I’ve re-written this section a few times now, music, its such a huge part of people’s everyday lives, and with how Apple and iTunes have pretty much changed the music industry, and how the record labels now deal with the bulk of their sales around the world. So, in this instance I’m going to skip the history of music, and its move from the power of the record labels and concentrate on the online purchase stuff.
For a long time iTunes really did hold the monopoly in digital music, and it was laced with DRM. Nowadays however, Apple seem to have relaxed their pose on DRM somewhat, as you can now import iTunes libraries to many other media management software.
For example, you can point your Zune, Windows Media Player, Google music or Amazon player to read your iTunes library and it will do, you can even use those programs to put the music on a mobile device, and it’ll still play.

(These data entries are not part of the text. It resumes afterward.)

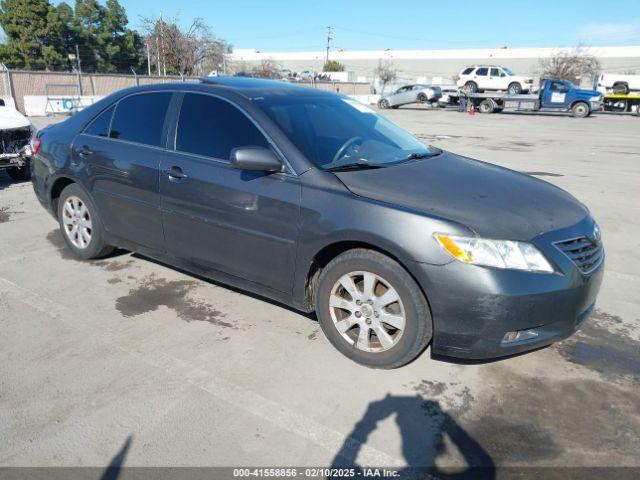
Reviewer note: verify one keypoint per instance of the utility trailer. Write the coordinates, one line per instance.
(554, 96)
(622, 103)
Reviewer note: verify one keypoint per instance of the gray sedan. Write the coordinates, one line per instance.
(315, 201)
(418, 93)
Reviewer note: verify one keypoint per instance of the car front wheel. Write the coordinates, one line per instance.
(372, 310)
(80, 224)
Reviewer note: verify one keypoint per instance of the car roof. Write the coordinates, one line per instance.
(247, 87)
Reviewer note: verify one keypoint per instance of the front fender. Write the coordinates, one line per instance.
(331, 214)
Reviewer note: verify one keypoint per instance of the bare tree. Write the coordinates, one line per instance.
(194, 51)
(571, 65)
(386, 73)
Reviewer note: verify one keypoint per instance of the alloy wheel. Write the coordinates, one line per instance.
(367, 311)
(77, 222)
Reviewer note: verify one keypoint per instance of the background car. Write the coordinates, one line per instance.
(411, 94)
(616, 83)
(478, 78)
(15, 134)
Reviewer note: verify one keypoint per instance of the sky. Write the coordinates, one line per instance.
(298, 25)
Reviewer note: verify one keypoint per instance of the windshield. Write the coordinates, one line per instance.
(334, 131)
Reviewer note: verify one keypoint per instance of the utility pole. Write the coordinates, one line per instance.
(329, 38)
(79, 70)
(148, 57)
(158, 54)
(164, 60)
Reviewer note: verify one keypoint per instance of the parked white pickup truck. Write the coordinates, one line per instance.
(16, 132)
(617, 83)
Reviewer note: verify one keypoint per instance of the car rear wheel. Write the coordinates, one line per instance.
(471, 87)
(372, 310)
(80, 224)
(514, 88)
(580, 110)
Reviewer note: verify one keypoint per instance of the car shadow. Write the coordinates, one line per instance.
(310, 316)
(6, 181)
(427, 432)
(113, 470)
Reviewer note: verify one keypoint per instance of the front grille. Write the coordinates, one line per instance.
(586, 253)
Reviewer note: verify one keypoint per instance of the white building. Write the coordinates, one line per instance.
(428, 63)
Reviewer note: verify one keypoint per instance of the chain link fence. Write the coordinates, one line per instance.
(18, 83)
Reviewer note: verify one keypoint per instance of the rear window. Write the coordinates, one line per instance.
(140, 118)
(100, 125)
(212, 127)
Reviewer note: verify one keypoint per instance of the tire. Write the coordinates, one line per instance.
(70, 203)
(580, 110)
(514, 88)
(410, 314)
(471, 87)
(487, 106)
(621, 88)
(20, 174)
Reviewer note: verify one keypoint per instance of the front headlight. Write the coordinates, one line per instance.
(495, 253)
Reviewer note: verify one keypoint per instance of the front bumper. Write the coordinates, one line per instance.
(474, 307)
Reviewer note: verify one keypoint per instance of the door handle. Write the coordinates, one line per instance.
(175, 173)
(85, 151)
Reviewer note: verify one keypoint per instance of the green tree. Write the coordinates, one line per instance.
(104, 41)
(34, 34)
(333, 66)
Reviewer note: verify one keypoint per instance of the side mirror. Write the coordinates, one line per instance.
(259, 159)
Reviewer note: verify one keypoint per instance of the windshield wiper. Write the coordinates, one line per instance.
(353, 166)
(415, 156)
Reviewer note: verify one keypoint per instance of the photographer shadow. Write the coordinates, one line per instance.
(423, 427)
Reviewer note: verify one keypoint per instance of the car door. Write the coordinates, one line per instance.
(496, 80)
(239, 222)
(122, 149)
(481, 77)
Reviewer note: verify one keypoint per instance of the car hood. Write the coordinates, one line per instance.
(591, 93)
(494, 202)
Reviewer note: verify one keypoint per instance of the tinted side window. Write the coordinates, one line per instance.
(212, 127)
(100, 125)
(140, 118)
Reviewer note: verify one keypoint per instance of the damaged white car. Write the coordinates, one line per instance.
(16, 132)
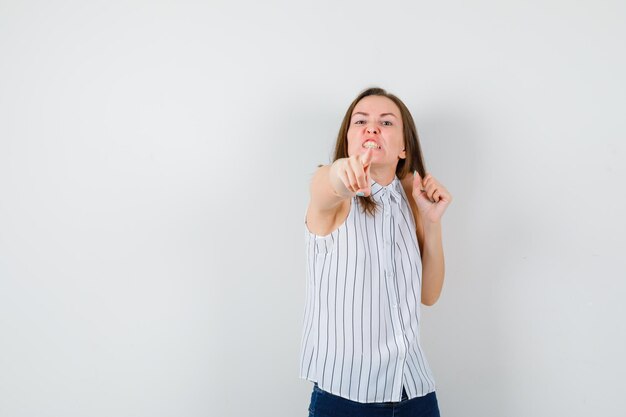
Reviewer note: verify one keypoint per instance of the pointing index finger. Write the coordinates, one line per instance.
(366, 158)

There is one issue however. Bruce Willis a year ago stated that he wanted to leave his entire iTunes music collection (which is apparently quite expansive) to his children. Apple do not currently let you transfer your iTunes library to other users, so do you, or don’t you, actually own the music you have purchased via iTunes, or which ever media platform you have purchased your music from.
To be fair to Apple I am only using them as an example, as they have such a vast customer base. This applies to Google Music, Xbox Music, Amazon Cloud Player, and any other online music database you decide to purchase music from.
I for one, only buy the occasional item from iTunes, or Xbox Music, depending on the exclusivity of the track or album I want to purchase. If it’s released first via one of these services I’ll wait until the physical media comes out, or can purchase the MP3 file from a third party website. I want to own my music, and all the rights to it, to put on whatever device I please to listen to when and however I want.
So yeah, these are my general thoughts on cloud provided entertainment. I love the idea of it, but hate the red tape that goes with it. Its just so… inconvenient.